Surgeon Commodore McArthur: The main challenge or the main effort is always making sure that the Serviceman in that Role 4 pathway is getting the best clinical, welfare and administrative support that he or she can get. But my other challenge, of course, is to make sure that the person delivering that care is getting the support that he or she needs.

If you think about it, the folk up in Birmingham or at Headley Court have been full on now for five or six years. They are not burned out; they are all committed and they are all doing a great job. There is a great challenge to make sure that they are getting the support that they need to do that.

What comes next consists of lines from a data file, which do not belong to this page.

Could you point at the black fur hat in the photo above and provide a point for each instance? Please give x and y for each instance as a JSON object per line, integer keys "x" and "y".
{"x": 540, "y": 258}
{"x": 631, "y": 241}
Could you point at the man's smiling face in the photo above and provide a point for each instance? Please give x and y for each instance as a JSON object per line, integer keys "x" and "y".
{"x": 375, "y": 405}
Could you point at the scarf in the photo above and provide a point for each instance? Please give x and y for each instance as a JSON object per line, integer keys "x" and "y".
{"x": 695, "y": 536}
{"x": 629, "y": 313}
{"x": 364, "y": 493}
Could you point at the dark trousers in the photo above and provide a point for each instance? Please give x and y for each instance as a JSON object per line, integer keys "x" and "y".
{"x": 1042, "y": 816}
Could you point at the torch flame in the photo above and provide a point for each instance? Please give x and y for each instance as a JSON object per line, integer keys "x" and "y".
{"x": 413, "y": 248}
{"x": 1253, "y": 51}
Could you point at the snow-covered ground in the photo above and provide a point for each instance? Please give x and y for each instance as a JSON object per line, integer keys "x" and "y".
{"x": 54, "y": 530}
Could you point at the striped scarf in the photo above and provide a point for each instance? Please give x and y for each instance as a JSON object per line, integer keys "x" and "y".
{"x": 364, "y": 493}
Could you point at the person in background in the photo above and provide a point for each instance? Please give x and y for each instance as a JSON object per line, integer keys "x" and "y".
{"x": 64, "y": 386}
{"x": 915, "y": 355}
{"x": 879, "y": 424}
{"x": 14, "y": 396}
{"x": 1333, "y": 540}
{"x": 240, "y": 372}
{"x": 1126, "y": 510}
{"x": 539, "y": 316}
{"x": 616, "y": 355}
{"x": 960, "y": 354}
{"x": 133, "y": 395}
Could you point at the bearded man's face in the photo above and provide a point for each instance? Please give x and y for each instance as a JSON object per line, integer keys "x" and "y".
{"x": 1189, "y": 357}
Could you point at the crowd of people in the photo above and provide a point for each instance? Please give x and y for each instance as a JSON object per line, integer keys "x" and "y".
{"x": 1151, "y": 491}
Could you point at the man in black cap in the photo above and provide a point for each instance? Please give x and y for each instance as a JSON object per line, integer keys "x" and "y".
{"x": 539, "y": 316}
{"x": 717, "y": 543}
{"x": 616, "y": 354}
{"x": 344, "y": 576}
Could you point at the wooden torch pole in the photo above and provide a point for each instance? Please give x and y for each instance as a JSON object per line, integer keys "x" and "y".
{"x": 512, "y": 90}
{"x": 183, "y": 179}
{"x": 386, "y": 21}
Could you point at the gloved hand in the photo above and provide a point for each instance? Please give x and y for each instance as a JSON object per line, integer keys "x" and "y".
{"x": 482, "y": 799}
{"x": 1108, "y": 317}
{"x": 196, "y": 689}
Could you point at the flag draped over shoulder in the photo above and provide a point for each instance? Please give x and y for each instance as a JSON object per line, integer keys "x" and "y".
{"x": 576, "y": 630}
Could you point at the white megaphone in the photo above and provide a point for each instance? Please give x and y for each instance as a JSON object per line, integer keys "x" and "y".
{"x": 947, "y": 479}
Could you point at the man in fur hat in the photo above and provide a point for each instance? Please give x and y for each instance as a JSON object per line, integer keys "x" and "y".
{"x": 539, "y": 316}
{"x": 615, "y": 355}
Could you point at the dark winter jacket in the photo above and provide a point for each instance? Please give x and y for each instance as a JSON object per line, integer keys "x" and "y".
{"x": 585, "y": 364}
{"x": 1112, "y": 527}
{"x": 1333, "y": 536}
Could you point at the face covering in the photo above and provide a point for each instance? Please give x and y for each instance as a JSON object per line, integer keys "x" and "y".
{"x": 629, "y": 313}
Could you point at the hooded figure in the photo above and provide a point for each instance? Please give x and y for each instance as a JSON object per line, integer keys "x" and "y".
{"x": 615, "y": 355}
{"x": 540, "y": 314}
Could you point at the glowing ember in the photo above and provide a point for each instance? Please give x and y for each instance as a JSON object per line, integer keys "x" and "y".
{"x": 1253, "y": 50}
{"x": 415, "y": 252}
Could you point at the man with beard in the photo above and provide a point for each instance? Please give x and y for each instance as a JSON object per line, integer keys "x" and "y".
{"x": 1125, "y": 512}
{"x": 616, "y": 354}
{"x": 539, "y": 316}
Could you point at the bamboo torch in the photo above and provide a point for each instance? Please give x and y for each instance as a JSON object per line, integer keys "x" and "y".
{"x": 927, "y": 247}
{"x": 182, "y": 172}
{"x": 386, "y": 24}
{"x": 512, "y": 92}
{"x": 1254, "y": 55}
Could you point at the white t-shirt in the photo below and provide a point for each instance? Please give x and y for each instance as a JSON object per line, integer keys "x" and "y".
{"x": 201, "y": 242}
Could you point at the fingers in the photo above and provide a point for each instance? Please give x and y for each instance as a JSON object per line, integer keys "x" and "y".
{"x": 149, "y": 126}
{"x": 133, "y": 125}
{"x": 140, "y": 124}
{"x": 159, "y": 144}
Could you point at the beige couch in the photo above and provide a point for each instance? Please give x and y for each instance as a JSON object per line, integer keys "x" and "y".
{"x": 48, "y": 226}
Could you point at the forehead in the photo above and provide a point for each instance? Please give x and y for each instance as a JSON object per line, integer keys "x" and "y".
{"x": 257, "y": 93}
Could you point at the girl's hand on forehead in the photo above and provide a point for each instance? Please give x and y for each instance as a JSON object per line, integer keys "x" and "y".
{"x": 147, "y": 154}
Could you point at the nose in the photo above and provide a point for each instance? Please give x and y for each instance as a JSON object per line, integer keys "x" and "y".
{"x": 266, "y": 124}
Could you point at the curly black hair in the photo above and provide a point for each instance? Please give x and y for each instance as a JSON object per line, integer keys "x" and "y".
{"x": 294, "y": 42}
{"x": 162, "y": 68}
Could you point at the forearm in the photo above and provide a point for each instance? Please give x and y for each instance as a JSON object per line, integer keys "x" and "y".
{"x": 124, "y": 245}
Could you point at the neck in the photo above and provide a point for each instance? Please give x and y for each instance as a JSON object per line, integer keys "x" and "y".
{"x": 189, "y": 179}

Chair: Thank you. We talked about that a bit at Queen Elizabeth, but it is very good that you have mentioned it again.

Commodore Mansergh: Apart from agreeing with all those other challenges, I think it is the longer term-what happens to our people when they have left the Service is, to my mind, probably the most difficult challenge to address. We have a role in that right now, in the way we are identifying exactly what our people have been through and how we can springboard them, with the support they need, to make the transition and to be able to continue for many years in a life in which they do not go off the rails and have challenges in the future-because of the way we have invested in that transition and made sure that they have got the support while they are in Service.

Chair: I am very glad you have raised that because when we were at Queen Elizabeth, and previously when we were at Headley Court, precisely that issue was raised with us by Servicemen. I am glad that you have it on board.

Thank you all very much for giving evidence. Thank you also for your hospitality on various visits to Hasler Company, Queen Elizabeth and Headley Court. Your presence there and your work today have been very gratefully received by the Committee.


[1] Note by witness: Since the HCDC evidence session, we have established that this is not the case. The wearing of the restraint system/seat belt is mandatory for everyone travelling in a vehicle. The restraint system must be fitted and worn correctly in order to maximise safety in the event of an accident or IED strike. The only exception is when the vehicle gunner is required to man the weapon system due to the perceived threat or whilst undergoing training. Additionally, driving in a hazardous manner is not encouraged.

[2] Note by witness: The MoD is connected in a direct way with the Devolved Administrations. The Transition Protocol, for example, has been agreed with all three Devolved Administrations and there is regular contact between MoD Head Office officials and their counterparts in the Devolved Administrations.